The taxonomy of non-volant mammals followed the Mammal Taxonomy Database of the American Society of Mammalogists (Burgin et al. 2018). For squirrels, we followed the taxonomic arrangement proposed in Fiedler et al. (2020) and for Marmosa, we followed Voss et al. (2020). Some specimens were collected, prepared as skull and skin and deposited in the Museo de Historia Natural of the Universidad de Caldas. All procedures followed the guidelines of the American Society of Mammalogists for the use of wild mammals in research (Sikes and Gannon 2011). The global status of conservation and population trends followed the Red List of the IUCN ( The national conservation status followed the Resolución 1912 of 2017 of the Ministerio de Ambiente y Desarrollo Sostenible.

Data analysis

To establish geographical similarities of the mammalian fauna in the study area with other areas of the Neotropics, we constructed a matrix of presence/absence of 548 species of mammals from data available from checklists for localities in Central America and northern South America (Suppl. material 1). We excluded the genera Mazama and Sylvilagus because it was not clear to what species to assign the species reported in the references. We gathered data for the following areas: (1) the Central Cordillera of Colombia on the western slopes in Risaralda (Castaño et al. 2018), Valle del Cauca (Rojas-Díaz et al. 2012), Cauca (Ramírez-Chaves and Pérez 2010) and the eastern slopes in Tolima (García-Herera et al. 2019); (2) the Western Cordillera of Colombia on both slopes at the Departments of Valle del Cauca and Cauca and the Pacific lowlands (Ramírez-Chaves and Pérez 2010; Rojas-Díaz et al. 2012); (3) the eastern slopes of the Colombian Massif in Cauca (Ramírez-Chaves and Pérez 2010); (4) the Caribbean Region of Colombia in Córdoba (Racero-Casarrubia et al. 2015); (5) the Orinoquía of Colombia in Arauca (Mosquera-Guerra et al. 2019); (6) the Guiana Shield in Colombia (Trujillo et al. 2018) and (7) French Guiana (Lim 2012); (8) the Amazonas in Venezuela (Lim 2012); (9) the Sierra de Aroa in Yarucay State in northern Venezuela (García et al. 2016); (10) Central America in Costa Rica (Rodríguez-Herrera et al. 2014); and (11) La Rioja in Argentina (Fariñas-Torres et al. 2018), this last locality being chosen to be used as outgroup.

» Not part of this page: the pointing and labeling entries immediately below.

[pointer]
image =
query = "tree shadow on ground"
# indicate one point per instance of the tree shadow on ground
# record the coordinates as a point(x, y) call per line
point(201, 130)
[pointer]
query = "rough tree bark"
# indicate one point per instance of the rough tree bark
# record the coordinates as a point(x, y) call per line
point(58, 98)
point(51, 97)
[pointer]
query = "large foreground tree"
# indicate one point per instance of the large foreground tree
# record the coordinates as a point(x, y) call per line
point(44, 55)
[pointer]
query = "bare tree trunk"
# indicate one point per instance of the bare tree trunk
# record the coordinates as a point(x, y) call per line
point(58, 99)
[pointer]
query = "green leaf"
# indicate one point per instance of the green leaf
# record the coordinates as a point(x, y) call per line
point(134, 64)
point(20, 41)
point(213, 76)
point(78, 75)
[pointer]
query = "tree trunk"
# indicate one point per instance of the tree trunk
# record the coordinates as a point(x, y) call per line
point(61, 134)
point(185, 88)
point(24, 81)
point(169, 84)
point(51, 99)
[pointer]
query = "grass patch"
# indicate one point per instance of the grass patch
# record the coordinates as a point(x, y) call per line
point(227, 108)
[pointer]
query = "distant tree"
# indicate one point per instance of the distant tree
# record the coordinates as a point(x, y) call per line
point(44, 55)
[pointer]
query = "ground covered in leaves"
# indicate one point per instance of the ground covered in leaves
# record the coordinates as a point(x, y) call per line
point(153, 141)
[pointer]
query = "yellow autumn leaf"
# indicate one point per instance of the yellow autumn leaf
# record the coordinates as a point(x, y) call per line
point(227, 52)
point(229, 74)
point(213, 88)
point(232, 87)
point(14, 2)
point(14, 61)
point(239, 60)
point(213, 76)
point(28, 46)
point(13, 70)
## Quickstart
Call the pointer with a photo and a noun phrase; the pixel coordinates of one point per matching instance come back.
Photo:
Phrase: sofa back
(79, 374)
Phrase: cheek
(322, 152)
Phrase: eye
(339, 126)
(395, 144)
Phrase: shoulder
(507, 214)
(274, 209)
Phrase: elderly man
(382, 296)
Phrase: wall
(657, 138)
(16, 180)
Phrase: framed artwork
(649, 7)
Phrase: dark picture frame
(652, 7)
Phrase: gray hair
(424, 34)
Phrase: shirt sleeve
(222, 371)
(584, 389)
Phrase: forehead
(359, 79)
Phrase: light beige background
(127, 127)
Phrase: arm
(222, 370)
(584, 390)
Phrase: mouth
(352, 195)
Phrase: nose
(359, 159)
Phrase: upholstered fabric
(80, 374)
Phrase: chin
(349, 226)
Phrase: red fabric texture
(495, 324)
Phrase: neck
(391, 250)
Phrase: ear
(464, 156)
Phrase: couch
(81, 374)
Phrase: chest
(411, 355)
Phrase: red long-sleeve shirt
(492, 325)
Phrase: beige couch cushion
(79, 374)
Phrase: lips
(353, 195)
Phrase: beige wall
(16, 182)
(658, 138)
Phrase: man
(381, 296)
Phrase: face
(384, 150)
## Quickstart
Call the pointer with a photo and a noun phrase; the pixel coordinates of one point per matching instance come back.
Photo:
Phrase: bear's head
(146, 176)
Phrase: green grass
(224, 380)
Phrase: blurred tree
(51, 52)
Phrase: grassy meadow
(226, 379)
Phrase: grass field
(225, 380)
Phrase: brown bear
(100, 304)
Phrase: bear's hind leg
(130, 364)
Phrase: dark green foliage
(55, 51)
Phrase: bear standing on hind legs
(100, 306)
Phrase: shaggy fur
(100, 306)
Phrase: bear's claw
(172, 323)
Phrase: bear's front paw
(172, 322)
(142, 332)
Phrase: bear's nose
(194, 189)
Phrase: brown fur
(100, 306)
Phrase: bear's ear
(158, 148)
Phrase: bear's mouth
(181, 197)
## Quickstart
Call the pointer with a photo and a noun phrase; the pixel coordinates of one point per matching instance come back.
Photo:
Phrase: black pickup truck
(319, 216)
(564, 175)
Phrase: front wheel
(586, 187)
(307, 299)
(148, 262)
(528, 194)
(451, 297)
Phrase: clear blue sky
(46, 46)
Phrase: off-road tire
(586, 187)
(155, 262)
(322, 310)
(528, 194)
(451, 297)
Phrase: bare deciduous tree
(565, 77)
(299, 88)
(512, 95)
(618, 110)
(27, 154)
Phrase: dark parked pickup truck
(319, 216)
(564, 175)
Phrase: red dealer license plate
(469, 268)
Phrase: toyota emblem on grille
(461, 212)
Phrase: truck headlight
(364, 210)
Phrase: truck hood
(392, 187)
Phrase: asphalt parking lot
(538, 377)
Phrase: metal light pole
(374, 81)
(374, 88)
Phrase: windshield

For the Colombian Cordilleras, we grouped separately the mammalian fauna below 1000 m from that recorded over 2000 m of elevation to analyse them as different localities because highland mammalian fauna in the Andes tend to be different from that in the lowlands (Mena et al. 2011; Velazco and Patterson 2013). Localities were clustered, based on the Jaccard Similarity Index using the algorithm Paired Group (UPGMA) in the software PAST (Hammer et al. 2001).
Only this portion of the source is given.